Although the number of samples tested in this work was relatively small, the association of JHFMoV with all symptomatic plants and successful graft transmission of the virus followed by the symptom reproduction strongly support its involvement in the disease. In our previous study, we reported this virus from diseased JHF plants collected from different locations in Southeastern United States and California, whereas the research presented here clearly demonstrates that a strain of the same virus infects LLF.

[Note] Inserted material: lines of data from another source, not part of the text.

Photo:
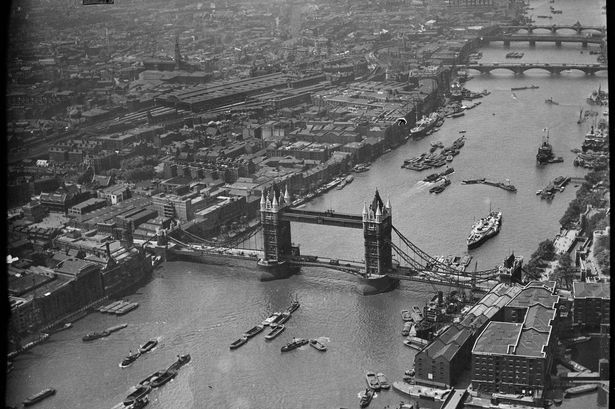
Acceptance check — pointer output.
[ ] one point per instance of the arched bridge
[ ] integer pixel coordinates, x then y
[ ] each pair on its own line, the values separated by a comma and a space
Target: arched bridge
520, 68
578, 28
532, 39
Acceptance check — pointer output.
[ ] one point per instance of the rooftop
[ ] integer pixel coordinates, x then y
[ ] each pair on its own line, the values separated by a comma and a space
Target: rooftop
534, 295
498, 338
591, 290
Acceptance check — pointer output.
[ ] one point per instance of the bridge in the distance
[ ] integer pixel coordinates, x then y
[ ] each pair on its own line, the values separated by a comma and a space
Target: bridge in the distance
383, 258
554, 28
520, 68
532, 39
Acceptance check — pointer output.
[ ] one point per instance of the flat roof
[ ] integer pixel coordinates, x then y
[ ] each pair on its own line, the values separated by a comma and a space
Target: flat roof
591, 290
498, 338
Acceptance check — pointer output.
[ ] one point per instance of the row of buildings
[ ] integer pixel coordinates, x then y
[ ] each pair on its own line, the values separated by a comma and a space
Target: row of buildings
511, 336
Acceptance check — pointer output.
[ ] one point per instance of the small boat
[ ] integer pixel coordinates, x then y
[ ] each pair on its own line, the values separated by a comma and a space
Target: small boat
576, 390
277, 330
253, 331
285, 316
236, 344
181, 361
165, 377
116, 328
130, 359
140, 392
405, 315
293, 306
294, 344
317, 345
372, 381
45, 393
366, 398
416, 310
138, 403
384, 383
148, 346
271, 319
150, 378
91, 336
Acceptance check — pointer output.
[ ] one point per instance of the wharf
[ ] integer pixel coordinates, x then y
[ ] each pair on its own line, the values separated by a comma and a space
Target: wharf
424, 392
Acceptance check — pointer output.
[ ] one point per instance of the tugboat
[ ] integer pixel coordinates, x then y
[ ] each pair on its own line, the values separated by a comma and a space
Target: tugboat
372, 381
130, 359
293, 306
91, 336
253, 331
236, 344
317, 345
484, 229
384, 383
294, 344
181, 361
165, 377
45, 393
545, 151
277, 330
366, 398
139, 393
148, 346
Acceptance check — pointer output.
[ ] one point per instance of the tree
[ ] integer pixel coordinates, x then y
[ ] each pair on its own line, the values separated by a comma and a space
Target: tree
603, 258
564, 273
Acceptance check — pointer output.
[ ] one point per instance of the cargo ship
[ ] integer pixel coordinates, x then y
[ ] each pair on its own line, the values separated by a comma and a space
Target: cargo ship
423, 125
484, 229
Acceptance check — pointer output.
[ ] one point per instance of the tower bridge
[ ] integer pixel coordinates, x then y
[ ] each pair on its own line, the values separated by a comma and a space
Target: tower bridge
385, 263
378, 268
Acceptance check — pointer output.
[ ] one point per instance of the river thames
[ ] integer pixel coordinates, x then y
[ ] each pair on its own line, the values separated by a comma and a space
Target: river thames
199, 309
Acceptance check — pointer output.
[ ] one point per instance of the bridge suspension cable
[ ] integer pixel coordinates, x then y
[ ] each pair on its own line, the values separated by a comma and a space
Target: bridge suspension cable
231, 242
434, 265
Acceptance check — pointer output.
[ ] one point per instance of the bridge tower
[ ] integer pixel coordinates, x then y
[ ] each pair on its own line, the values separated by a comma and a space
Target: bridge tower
377, 228
276, 232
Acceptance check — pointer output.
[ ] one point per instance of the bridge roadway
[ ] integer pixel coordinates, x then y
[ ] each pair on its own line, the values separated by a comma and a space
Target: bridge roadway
329, 218
403, 273
533, 39
520, 68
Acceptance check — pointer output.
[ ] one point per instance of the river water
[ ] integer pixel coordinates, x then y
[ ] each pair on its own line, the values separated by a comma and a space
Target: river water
200, 309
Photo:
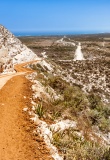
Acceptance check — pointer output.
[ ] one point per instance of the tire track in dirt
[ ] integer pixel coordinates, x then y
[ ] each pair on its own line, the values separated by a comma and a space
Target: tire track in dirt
17, 141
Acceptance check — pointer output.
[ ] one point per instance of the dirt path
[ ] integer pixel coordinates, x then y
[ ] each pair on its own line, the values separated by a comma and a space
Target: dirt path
17, 141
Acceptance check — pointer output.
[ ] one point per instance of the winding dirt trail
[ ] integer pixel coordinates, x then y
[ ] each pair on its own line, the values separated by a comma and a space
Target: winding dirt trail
17, 141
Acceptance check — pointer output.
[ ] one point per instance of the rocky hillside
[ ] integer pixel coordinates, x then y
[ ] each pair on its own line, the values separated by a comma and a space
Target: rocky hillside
12, 51
73, 104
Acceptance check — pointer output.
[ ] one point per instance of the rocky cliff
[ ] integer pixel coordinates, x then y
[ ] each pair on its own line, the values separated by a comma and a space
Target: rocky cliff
12, 51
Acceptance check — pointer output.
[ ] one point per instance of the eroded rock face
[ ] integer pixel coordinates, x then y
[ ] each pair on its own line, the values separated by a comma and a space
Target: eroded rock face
12, 51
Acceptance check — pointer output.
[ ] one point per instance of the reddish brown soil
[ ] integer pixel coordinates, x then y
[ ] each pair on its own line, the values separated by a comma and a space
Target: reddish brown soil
17, 141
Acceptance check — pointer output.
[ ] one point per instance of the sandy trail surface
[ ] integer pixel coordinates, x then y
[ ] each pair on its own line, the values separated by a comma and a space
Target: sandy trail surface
17, 141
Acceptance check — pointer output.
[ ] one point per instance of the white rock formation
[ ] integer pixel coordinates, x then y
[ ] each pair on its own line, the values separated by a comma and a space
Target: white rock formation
12, 51
78, 54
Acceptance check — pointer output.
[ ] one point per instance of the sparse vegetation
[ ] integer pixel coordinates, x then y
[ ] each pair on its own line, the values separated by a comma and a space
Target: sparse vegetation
82, 98
39, 110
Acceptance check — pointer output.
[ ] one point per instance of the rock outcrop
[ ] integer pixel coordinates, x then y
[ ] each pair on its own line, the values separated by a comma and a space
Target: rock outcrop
12, 51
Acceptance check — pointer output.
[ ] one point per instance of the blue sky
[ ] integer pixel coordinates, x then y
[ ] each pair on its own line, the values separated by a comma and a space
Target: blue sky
55, 15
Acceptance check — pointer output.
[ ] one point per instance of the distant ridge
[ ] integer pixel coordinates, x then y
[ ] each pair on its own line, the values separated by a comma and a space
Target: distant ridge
12, 51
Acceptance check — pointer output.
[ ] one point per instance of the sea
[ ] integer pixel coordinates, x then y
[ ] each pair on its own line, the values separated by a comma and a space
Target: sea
22, 34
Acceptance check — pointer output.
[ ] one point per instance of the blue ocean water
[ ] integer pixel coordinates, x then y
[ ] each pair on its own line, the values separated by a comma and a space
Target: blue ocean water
20, 34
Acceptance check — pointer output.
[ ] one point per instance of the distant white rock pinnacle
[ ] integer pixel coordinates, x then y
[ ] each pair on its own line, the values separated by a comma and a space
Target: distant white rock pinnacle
78, 53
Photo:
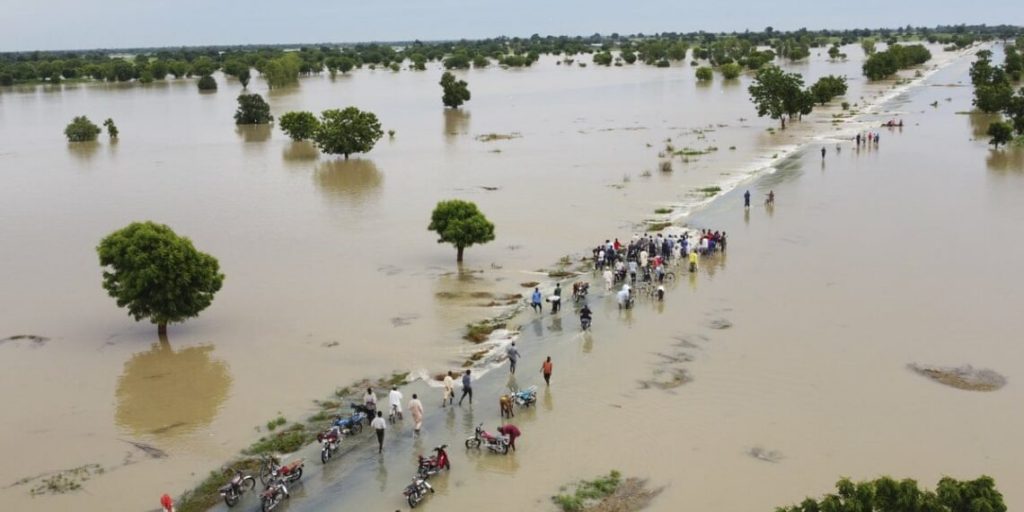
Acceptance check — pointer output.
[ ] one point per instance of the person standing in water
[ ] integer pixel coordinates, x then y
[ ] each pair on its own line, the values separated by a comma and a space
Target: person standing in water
379, 425
513, 357
449, 390
416, 408
546, 369
467, 388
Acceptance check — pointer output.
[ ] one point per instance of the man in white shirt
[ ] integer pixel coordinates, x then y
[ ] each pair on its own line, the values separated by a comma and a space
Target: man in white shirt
394, 400
379, 425
416, 408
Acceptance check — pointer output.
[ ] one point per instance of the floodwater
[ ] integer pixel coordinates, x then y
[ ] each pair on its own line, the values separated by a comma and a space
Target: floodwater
869, 261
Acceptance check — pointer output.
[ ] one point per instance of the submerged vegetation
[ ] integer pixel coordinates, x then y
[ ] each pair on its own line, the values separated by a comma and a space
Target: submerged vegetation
886, 494
281, 66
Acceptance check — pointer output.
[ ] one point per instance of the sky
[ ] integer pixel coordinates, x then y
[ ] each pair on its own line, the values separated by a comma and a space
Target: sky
51, 25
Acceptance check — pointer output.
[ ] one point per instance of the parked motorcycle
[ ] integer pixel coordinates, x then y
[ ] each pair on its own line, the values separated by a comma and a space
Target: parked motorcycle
232, 491
330, 441
269, 470
274, 494
352, 424
495, 443
429, 466
417, 491
525, 397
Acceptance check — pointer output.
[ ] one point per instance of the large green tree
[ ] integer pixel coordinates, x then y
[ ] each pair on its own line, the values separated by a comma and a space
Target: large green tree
455, 92
462, 224
299, 125
776, 93
158, 274
347, 131
81, 130
887, 495
252, 111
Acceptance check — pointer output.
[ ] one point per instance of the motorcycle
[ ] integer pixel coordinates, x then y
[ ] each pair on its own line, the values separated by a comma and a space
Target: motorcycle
417, 491
429, 466
352, 424
274, 494
330, 441
525, 397
269, 470
496, 443
232, 491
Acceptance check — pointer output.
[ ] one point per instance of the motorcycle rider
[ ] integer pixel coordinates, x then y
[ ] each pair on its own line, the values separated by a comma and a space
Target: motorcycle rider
510, 432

The economic importance of JHFMoV-LLF for the leatherleaf fern industry and its geographic distribution are yet to be determined. Because of the vegetative method of propagation of LLF, it is reasonable to suspect that the virus may be widespread in fern producing regions and probably moved with infected plant material.

Note: Nucleotide sequence data generated in this work are available in the GenBank (Accession number HQ662604).


The authors wish to thank Santa Rosa Tropicals for providing healthy JHF and LLF plants and to Andrea L. Hebert for editing earlier drafts of the manuscript. Approved for publication as Journal Article No J-11938 of the Mississippi Agricultural and Forestry Experiment Station, Mississippi State University.